While she might be chatty and possess an acute sense of humour, Nichanian has a side that is also simple and straightforward, much like her designs, where the real expression is in the fabrics and details. With a humble discretion that is seldom utilised in today’s fashion scene, she introduced Hermès’ first menswear-only store in New York in 2010 along with a bespoke service covering everything from suiting to knitwear. Even with France’s highest decoration, the Legion of Honour, under her belt, she has managed to stay under the radar, preferring her clothes to do the talking.
So who exactly is the Hermès man for whom she creates? She reinterprets the classics with continuity in mind, with each season evolving from the last, so a man can always find a sweater or trousers from her new collection that works with a previous one, her clothes being slow to date. While they may be mixed and matched, each item of clothing may be viewed as an individual object, a functional and timeless signature piece in its own right.
She elaborates, “I don’t have a masculine ideal. I consider that men have to express their own personality. I don’t design a look. I design one piece like an object and after I design the pants, the jacket, the sweater. I mix them together. This gives a very special style because each garment works separately. For the runway, I pick them like from your wardrobe when you dress yourself. Each piece could stand on its own. Generally speaking, my clothes talk to men who know exactly what they want and can recognise a tiny detail. And I love that because they’re not buying Hermès because it’s Hermès but because they realise what is special on the garment.”

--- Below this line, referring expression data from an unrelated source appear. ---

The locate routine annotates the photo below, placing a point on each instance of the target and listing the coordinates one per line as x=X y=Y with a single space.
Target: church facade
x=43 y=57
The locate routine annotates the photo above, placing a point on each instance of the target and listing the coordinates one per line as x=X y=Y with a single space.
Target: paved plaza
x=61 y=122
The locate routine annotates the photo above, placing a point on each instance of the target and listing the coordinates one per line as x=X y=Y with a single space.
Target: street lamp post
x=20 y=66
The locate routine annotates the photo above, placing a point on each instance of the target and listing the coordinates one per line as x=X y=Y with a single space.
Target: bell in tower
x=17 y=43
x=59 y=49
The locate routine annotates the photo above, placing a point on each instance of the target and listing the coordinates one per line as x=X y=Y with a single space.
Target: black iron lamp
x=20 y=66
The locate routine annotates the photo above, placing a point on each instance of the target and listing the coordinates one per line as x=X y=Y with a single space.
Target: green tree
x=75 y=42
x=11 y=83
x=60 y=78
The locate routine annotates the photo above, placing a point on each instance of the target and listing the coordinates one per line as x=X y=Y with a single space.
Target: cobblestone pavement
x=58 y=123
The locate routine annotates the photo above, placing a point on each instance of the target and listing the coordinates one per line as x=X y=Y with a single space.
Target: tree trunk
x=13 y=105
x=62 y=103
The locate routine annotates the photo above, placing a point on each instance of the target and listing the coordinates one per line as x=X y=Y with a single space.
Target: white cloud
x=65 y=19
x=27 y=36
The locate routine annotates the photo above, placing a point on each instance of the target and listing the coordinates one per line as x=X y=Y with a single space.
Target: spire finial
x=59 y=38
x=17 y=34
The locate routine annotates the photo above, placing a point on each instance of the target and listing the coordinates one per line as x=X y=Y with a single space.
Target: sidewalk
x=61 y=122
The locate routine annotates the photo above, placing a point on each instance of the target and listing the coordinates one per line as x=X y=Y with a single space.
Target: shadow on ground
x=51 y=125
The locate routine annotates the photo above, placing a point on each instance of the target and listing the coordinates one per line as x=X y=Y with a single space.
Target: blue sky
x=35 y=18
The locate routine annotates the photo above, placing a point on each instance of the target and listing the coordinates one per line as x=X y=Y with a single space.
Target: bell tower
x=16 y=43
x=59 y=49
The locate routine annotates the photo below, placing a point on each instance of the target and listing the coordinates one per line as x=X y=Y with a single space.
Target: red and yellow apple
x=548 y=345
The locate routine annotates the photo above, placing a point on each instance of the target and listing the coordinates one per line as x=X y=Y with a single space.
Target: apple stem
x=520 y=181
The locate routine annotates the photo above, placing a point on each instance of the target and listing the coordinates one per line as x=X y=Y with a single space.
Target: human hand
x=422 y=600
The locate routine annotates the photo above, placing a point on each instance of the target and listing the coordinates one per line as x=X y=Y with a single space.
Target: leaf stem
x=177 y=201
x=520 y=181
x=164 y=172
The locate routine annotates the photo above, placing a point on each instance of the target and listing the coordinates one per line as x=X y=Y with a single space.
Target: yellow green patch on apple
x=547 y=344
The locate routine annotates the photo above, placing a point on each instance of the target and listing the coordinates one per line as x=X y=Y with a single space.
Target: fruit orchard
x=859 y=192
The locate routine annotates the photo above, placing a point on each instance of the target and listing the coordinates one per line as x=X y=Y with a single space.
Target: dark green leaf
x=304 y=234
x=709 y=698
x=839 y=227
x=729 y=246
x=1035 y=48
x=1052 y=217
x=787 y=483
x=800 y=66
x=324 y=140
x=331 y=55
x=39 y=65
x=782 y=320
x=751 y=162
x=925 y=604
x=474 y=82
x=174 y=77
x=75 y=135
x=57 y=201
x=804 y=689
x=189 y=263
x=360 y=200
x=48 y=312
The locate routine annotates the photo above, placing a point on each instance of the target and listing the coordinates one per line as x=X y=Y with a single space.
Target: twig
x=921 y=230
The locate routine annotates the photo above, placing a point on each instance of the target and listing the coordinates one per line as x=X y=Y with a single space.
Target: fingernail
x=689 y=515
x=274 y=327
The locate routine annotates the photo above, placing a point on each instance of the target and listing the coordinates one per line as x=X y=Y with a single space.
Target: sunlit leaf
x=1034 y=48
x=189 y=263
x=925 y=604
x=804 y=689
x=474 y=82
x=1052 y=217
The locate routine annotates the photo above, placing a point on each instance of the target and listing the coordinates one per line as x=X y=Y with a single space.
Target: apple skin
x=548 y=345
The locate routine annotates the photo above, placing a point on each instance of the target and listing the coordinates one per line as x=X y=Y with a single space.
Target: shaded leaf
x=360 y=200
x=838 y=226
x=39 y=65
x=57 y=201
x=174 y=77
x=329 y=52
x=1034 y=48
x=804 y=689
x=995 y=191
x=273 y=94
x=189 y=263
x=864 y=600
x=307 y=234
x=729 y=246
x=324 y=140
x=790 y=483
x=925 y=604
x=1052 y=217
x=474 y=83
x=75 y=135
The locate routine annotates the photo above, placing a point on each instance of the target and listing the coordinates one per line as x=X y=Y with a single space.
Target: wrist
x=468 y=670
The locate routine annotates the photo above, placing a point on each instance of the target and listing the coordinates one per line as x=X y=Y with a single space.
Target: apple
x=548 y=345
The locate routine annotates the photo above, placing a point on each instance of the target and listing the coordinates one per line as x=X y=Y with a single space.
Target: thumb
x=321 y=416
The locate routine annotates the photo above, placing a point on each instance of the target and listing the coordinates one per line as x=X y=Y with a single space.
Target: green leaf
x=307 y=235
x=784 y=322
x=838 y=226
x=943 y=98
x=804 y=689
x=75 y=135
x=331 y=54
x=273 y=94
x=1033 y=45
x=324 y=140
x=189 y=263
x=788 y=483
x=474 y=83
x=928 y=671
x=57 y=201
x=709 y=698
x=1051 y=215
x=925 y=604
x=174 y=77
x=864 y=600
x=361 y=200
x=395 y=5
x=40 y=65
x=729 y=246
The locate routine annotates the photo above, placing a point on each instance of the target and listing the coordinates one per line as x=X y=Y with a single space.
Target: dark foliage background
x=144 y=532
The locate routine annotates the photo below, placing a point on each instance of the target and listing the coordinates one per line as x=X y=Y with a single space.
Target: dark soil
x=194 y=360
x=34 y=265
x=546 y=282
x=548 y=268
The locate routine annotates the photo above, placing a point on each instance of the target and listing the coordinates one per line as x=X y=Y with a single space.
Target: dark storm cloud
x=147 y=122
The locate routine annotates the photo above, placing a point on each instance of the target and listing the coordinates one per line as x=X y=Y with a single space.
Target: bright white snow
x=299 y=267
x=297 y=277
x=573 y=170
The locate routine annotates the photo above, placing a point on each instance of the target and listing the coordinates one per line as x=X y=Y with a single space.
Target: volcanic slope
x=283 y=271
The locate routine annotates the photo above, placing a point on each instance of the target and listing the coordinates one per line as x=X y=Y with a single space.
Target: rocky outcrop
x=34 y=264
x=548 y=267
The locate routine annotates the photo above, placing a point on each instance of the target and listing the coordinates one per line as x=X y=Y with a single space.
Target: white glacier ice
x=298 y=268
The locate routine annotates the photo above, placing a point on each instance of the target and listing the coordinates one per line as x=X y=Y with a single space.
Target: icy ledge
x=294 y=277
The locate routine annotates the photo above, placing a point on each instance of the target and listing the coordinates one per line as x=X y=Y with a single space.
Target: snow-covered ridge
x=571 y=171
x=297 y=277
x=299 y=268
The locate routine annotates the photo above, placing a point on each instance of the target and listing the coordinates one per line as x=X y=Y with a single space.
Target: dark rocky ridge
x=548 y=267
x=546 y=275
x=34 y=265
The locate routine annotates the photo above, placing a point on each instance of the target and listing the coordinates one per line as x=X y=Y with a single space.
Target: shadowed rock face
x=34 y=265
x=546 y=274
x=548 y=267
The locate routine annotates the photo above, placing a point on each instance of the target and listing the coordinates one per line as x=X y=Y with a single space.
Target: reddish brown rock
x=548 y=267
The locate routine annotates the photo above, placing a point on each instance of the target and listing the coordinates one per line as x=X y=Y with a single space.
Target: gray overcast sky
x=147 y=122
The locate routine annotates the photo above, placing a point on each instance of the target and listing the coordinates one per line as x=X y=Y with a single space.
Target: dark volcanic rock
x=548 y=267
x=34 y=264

Nichanian is forward-thinking. Rarely surveying her archives, she admittedly doesn’t visit the Hermès private museum situated a few floors below her studio. This museum is the 19th-century office of Emile-Maurice Hermès housing the family’s personal collection of equestrian and travel-related objects and several Hermès products, including the original artwork of a groom face to face with the horses pulling a duc – phaeton carriage – that inspired the Hermès logo. “I don’t look back; I always look ahead. I know exactly where I want to go and I try to make things more interesting for men each season, proposing a mix of fabrics, bringing them new materials. Not new shapes because I like very simple shapes that need a second reading.”

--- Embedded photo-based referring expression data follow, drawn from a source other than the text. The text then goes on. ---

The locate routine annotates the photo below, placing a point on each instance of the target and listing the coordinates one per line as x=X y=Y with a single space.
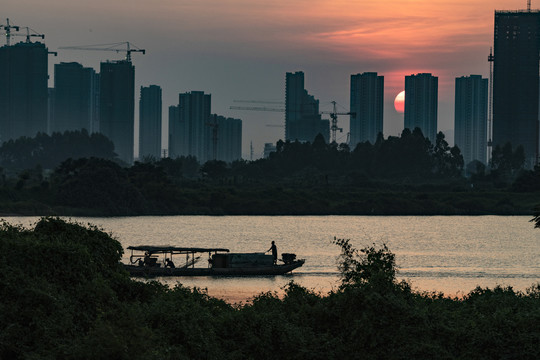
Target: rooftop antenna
x=8 y=28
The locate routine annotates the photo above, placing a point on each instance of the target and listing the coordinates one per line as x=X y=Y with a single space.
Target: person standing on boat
x=273 y=248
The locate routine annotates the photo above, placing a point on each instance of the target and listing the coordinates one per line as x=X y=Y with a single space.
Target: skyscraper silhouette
x=515 y=81
x=367 y=100
x=23 y=90
x=150 y=119
x=76 y=98
x=188 y=127
x=302 y=118
x=117 y=101
x=229 y=139
x=421 y=96
x=470 y=117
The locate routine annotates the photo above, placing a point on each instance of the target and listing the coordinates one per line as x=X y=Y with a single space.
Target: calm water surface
x=450 y=254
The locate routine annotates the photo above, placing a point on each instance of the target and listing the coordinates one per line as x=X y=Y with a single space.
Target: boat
x=152 y=261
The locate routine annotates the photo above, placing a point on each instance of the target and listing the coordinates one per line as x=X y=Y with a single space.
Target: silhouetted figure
x=273 y=248
x=169 y=263
x=147 y=261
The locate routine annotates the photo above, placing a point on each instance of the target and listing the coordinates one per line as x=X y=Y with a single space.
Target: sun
x=399 y=102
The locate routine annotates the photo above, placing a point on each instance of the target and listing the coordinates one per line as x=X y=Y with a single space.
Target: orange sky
x=237 y=49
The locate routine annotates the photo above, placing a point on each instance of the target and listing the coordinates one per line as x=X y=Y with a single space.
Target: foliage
x=49 y=151
x=65 y=296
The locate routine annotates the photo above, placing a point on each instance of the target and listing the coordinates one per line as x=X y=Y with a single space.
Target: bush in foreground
x=65 y=296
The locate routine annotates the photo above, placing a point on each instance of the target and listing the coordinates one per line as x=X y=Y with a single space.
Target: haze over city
x=241 y=50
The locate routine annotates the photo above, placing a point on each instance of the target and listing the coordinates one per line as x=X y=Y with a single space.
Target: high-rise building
x=367 y=102
x=421 y=96
x=229 y=139
x=302 y=118
x=515 y=81
x=76 y=104
x=189 y=128
x=150 y=122
x=175 y=133
x=117 y=106
x=268 y=149
x=470 y=117
x=23 y=90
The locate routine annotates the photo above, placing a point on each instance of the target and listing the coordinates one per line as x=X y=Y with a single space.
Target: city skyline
x=240 y=50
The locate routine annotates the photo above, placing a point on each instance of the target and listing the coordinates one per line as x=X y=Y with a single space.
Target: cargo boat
x=151 y=261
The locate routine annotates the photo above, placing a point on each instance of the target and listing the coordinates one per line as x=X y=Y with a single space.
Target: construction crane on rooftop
x=128 y=49
x=30 y=33
x=333 y=114
x=491 y=59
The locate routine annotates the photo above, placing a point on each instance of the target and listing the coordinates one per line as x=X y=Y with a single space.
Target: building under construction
x=302 y=117
x=23 y=90
x=516 y=81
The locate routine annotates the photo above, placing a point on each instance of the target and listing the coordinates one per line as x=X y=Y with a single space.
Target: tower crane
x=30 y=33
x=333 y=115
x=128 y=49
x=7 y=28
x=491 y=59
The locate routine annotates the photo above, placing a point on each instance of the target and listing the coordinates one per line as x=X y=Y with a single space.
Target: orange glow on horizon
x=399 y=102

While Hermès provides her with all the tools she needs to create, the only thing she needs more of is time. “I need more time, time to do something really perfect, even time for myself. We say at Hermès, ‘Le temps vous le rend bien.’ When you give your time, time will give it back to you. And I love this idea.”
“My husband respects my life and he’s very proud of me, so when I work all night and he sees me so happy, he’s happy. I’m living my dream.”